In the monetary and credit policy, the RBI noted that the sharp downward movement in forward premia has occurred because, at present, there seems to be a rush to sell dollars in the forward market by exporters and other entities in anticipation of further appreciation of the rupee vis-à-vis the dollar.
In response to this, there is also a rush to “borrow” dollars (for repayments later) and convert these into rupees now. If the rupee does appreciate, the borrowers of dollars expect to make a financial gain (as fewer rupees would be required to repay the “borrowed” dollars). This phenomenon is also reflected in banks going “short” on dollars during intra-day and inter-day foreign currency trades, the RBI noted.

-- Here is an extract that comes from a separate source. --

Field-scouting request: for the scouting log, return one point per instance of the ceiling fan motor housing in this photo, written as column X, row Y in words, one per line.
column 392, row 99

The bank added that while demand for borrowing dollars for repayments later is strong, for the same reason, the demand by companies and others for purchasing dollars in exchange of rupees in the spot and forward markets has become weaker.
This has resulted in companies and other market participants having larger unhedged exposures on their future dollar obligations. It has also led to some postponement of forward demand for dollars. These two phenomena, of higher incentive to sell or borrow dollars and lower demand for actual purchase of spot or forward dollars have put pressure on the forward premia.
The Reserve Bank said that it has received various suggestions from banks and other market participants to meet the demand for borrowed dollars, arising from expectations of a rising rupee. Here, it has been urged that banks should be permitted a higher level of foreign borrowings, and/or higher inflows of foreign currency deposits should be encouraged by increasing the ceiling interest rate on FCNR deposits.
RBI said that while it will continue to operate in the spot and forward markets as per its foreign exchange management policies, it is not in favour of increasing the unhedged borrowings by companies and short-term forex liabilities of banks in order to meet the demand for borrowed dollars that is arising from expectations regarding future movements in dollar-rupee exchange rate.
The central bank, therefore, clarified that at present, while there is an excess supply of dollars in both the spot and forward markets to meet all genuine transactions and investment demand by companies, banks and others, one-way expectations of exchange rate or premia may not always be fulfiled.
“It is of utmost importance, particularly in relatively thin developing country markets, that foreign currency exposures by companies and others are largely hedged or covered against anticipated foreign currency earnings. It may be recalled that a part of the problem that many emerging economies have faced in the past has been due to excessive unhedged foreign currency exposures,” RBI added.